A special issue of Molecules (ISSN 1420-3049). This special issue belongs to the section "Medicinal Chemistry".

Deadline for manuscript submissions: 10 March 2018

Special Issue Editor

Guest Editor
Prof. Mahesh Narayan

Department of Chemistry, University of Texas at El Paso (UTEP), El Paso, TX 79968, USA
Website | E-Mail
Interests: protein folding; docking; halogen bonding; reactive oxygen species; neurodegenerative disorders; drug-discovery; chemical education

Special Issue Information

Dear Colleagues,

The field of drug discovery is experiencing a renaissance. It was not long ago that the pharmaceutical giants reported a gloomy outlook, with no new therapeutics coming into the market. Pharma lines had dried with the soils of tropics having being mined bare for some time. The ocean floor represented an avenue, but it was not easy to harvest. However, the overcast forecast propelled the biomedical community to dig deep and looks for alternative avenues to keep the hits coming. Particularly noteworthy in this light were (and continue to be) the efforts to gain traction into better understanding ligand:receptor interactions using in silico approaches. A second avenue is the development of mechanisms to elucidate the dynamics of receptors and the folding forces that are key to their integrity. A third is the use of unnatural atoms in receptors to unravel their biology. A case in point is the extensive use of Selenium atoms in place of cytseine sulfurs to clarify the functional roles of proteins in complex environments. Such steps are pivotal in directed drug design and improve the odds of a successful outcome (hit), rather than the alternative approach of simply screening millions of compounds. Finally, a fourth approach that has emerged on the horizon is that of tailored therapies. This mechanism takes into account the single nucleotide polymorphisms (SNPs) in individuals that compromise therapeutic outcomes. By examining enzymes such as the cytochrome P450 family for polymorphisms and by also profiling the metabolic products of drug candidates as a function of the SNP, a better therapeutic regimen can be designed.

In sum and substance, clearly the ability to resolve, at a molecular level, the chemistry between a biological host and its ligand guest is key towards bettering the biomedical prospects of disease intervention.

Prof. Mahesh Narayan
Guest Editor

Manuscript Submission Information

Manuscripts should be submitted online at www.mdpi.com by registering and logging in to this website. Once you are registered, click here to go to the submission form. Manuscripts can be submitted until the deadline. All papers will be peer-reviewed. Accepted papers will be published continuously in the journal (as soon as accepted) and will be listed together on the special issue website. Research articles, review articles as well as short communications are invited. For planned papers, a title and short abstract (about 100 words) can be sent to the Editorial Office for announcement on this website.

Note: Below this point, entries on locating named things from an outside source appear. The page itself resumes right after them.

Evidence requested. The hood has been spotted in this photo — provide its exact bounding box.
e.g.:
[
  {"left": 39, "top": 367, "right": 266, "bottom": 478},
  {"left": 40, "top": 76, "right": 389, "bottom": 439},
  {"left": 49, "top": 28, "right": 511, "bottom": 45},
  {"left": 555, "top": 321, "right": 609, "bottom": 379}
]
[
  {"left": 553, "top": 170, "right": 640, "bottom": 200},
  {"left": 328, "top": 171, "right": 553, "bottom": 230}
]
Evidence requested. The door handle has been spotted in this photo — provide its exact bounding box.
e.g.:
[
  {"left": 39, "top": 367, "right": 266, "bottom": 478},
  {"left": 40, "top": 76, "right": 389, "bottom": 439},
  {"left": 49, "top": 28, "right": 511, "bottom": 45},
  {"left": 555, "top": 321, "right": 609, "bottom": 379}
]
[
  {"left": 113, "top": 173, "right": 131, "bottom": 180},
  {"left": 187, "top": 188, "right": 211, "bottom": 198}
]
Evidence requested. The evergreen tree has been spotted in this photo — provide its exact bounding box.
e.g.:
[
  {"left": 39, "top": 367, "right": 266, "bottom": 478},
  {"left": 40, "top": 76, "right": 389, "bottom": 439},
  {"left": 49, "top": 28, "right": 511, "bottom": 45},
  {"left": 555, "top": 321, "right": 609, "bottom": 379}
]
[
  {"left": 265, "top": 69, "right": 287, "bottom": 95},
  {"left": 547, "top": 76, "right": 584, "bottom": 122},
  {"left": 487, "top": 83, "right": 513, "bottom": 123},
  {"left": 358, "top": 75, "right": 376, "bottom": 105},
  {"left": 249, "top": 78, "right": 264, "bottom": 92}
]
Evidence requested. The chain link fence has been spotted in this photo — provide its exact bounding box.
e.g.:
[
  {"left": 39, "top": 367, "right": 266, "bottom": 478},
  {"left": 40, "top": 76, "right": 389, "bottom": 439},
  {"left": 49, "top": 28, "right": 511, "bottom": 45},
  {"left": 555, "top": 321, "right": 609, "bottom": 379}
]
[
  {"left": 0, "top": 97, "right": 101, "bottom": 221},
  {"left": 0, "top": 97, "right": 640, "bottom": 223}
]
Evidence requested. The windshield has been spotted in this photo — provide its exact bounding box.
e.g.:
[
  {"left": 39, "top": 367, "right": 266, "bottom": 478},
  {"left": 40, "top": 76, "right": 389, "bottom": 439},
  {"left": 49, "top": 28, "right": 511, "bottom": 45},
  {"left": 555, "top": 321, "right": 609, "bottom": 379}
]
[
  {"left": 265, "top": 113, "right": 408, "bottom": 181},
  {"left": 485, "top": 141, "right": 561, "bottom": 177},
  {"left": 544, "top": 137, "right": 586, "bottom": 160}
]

Submitted manuscripts should not have been published previously, nor be under consideration for publication elsewhere (except conference proceedings papers). All manuscripts are thoroughly refereed through a single-blind peer-review process. A guide for authors and other relevant information for submission of manuscripts is available on the Instructions for Authors page. Molecules is an international peer-reviewed open access monthly journal published by MDPI.

Please visit the Instructions for Authors page before submitting a manuscript. The Article Processing Charge (APC) for publication in this open access journal is 1800 CHF (Swiss Francs). Submitted papers should be well formatted and use good English. Authors may use MDPI's English editing service prior to publication or during author revisions.


  • in silico drug-design
  • drug-receptor interaction
  • molecular dynamics
  • single nucleotide polymorphisms

Published Papers (1 paper)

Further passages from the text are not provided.